Republican Senator Chuck Hagel is on ABC’s “This Week” saying that there’s been a “low-grade civil war” going on in Iraq for the past six months. He also asked the rhetorical question, are we better off, is the Middle East more stable, because we invaded Iraq? And he answered himself — no.
Channel flipping to NBC, I caught Andrew Sulivan telling Chris Matthews that Bush resists making any changes to his policies because he can’t admit he is wrong.
Update: The “This Week” roundtable, I kid you not — George Will, Cokie Robert, Sam Donaldson. Danger! Danger! Change channel! Change channel!
Ooo, on Meet the Press — Jack Murtha. Could be good.
Update: While we’re waiting for Murtha to come on, get this — Fred Barnes tells us which issues GOP candidates will run on for the midterm elections:
Party strategists, led by chairman Ken Mehlman, want to rejigger the debate so it’s about a choice between candidates, putting Democratic candidates on the defensive as well. In short, they want it to be a choice election, not a referendum election. …
… House Republicans, for their part, intend to seek votes on measures such as the Bush-backed constitutional amendment banning gay marriage, a bill allowing more public expression of religion, another requiring parental consent for women under 18 to get an abortion, legislation to bar all federal courts except the Supreme Court from ruling on the constitutionality of the Pledge of Allegiance, a bill to outlaw human cloning, and another that would require doctors to consider fetal pain before performing an abortion.
I’m sorry, but I don’t see anything in there about ending the war in Iraq, bringing down the federal defecit, creating good jobs, extending health care coverage, providing better education, protecting the environment, or cleaning up the corruption in Washington. All I see is an agenda pulled straight out of James Dobson’s playbook.

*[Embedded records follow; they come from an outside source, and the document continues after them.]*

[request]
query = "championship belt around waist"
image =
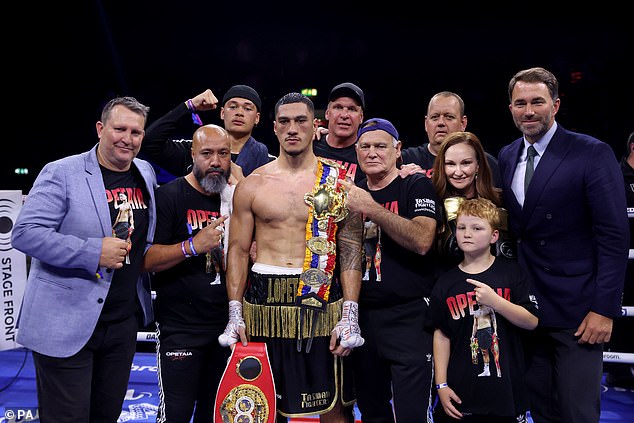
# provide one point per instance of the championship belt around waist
(246, 393)
(326, 207)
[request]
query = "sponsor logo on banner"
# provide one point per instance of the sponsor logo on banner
(13, 265)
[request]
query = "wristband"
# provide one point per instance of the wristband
(184, 250)
(191, 246)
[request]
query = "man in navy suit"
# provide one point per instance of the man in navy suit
(572, 233)
(85, 292)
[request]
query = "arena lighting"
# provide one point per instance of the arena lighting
(309, 92)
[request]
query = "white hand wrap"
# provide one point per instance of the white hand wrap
(347, 329)
(231, 335)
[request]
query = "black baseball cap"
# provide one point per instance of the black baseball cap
(243, 91)
(348, 89)
(377, 124)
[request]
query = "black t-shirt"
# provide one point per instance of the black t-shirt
(404, 274)
(190, 298)
(452, 308)
(421, 156)
(127, 199)
(346, 156)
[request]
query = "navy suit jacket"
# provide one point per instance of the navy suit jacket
(61, 226)
(573, 229)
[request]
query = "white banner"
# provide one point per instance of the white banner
(13, 267)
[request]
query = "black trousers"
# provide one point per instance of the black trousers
(394, 364)
(90, 386)
(189, 379)
(563, 377)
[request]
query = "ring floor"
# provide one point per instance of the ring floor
(18, 393)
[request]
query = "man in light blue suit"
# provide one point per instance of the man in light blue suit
(85, 293)
(572, 231)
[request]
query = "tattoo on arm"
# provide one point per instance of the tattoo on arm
(350, 242)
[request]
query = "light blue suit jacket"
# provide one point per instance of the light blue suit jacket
(61, 227)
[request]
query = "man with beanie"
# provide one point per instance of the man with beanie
(393, 369)
(622, 374)
(240, 111)
(344, 114)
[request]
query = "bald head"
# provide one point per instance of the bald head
(213, 134)
(211, 154)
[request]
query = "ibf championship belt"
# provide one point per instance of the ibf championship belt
(327, 207)
(246, 393)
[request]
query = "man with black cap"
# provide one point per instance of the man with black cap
(393, 369)
(344, 114)
(622, 374)
(240, 111)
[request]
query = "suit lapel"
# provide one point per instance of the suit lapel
(94, 178)
(508, 170)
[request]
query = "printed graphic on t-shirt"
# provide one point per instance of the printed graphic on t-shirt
(484, 338)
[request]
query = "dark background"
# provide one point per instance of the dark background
(62, 64)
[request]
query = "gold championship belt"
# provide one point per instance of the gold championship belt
(327, 207)
(246, 393)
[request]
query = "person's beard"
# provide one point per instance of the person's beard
(212, 183)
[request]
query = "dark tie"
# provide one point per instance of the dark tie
(530, 168)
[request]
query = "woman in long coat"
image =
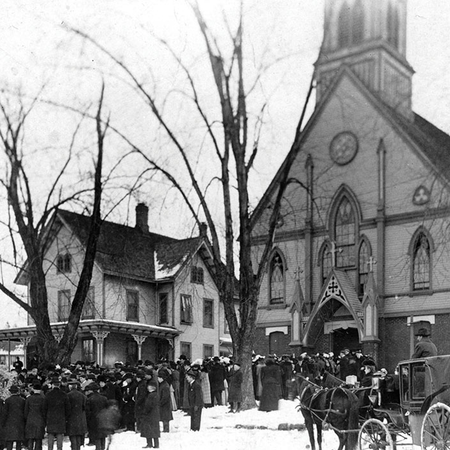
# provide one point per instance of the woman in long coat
(35, 418)
(76, 423)
(271, 386)
(95, 403)
(235, 388)
(165, 401)
(13, 424)
(150, 417)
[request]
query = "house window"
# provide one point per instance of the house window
(345, 227)
(88, 350)
(63, 305)
(196, 275)
(208, 351)
(185, 349)
(363, 267)
(64, 263)
(185, 309)
(276, 278)
(133, 306)
(393, 26)
(326, 263)
(208, 313)
(164, 308)
(89, 305)
(132, 351)
(421, 263)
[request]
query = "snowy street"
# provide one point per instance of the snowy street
(220, 431)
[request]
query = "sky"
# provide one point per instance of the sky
(37, 48)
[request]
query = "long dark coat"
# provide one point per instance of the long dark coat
(271, 387)
(141, 394)
(235, 386)
(56, 407)
(35, 416)
(14, 418)
(150, 416)
(165, 402)
(95, 403)
(76, 423)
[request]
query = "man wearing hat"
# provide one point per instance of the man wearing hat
(13, 423)
(34, 418)
(424, 347)
(76, 423)
(56, 412)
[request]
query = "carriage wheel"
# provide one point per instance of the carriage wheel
(374, 435)
(436, 428)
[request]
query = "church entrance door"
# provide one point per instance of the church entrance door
(345, 339)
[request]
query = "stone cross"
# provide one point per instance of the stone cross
(370, 263)
(333, 252)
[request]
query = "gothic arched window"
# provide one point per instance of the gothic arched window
(363, 266)
(393, 26)
(344, 26)
(326, 262)
(344, 232)
(276, 279)
(421, 267)
(358, 23)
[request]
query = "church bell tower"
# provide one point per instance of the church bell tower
(370, 38)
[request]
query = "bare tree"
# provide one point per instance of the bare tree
(34, 231)
(238, 284)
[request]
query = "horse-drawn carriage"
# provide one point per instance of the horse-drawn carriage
(421, 417)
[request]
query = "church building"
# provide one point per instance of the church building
(361, 256)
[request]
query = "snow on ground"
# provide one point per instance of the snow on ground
(220, 431)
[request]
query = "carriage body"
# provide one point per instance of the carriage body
(423, 412)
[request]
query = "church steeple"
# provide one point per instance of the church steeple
(370, 38)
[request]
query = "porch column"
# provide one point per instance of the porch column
(25, 341)
(139, 338)
(100, 338)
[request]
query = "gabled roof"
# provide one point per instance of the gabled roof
(170, 257)
(128, 252)
(430, 141)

This midterm election won’t be a referendum. I’ll be an intelligence test, for voters.
Murtha says, What they [the Bushies] are trying to do is paint Iraq as if there were progress so that we can get out. … We’re caught in a civil war. … There’s less than a thousand al Qaeda; the Iraqis will get rid of al Qaeda as soon as we get out of there.
The Bushies are trying to blame the military for their mistakes, Murtha says.
The troops themselves don’t know what our mission is.
Murtha says his vote for the war in 2002 was a mistake. Why can’t the rest of the Dems who voted for the war say this?
“You know who wants us in Iraq, Tim? Iran wants us in Iraq, China wants us in Iraq, al Qaeda wants us in Iraq.”
“The public doesn’t want rhetoric.”
Murtha predicts the Dems will re-take the House of Representatives in November.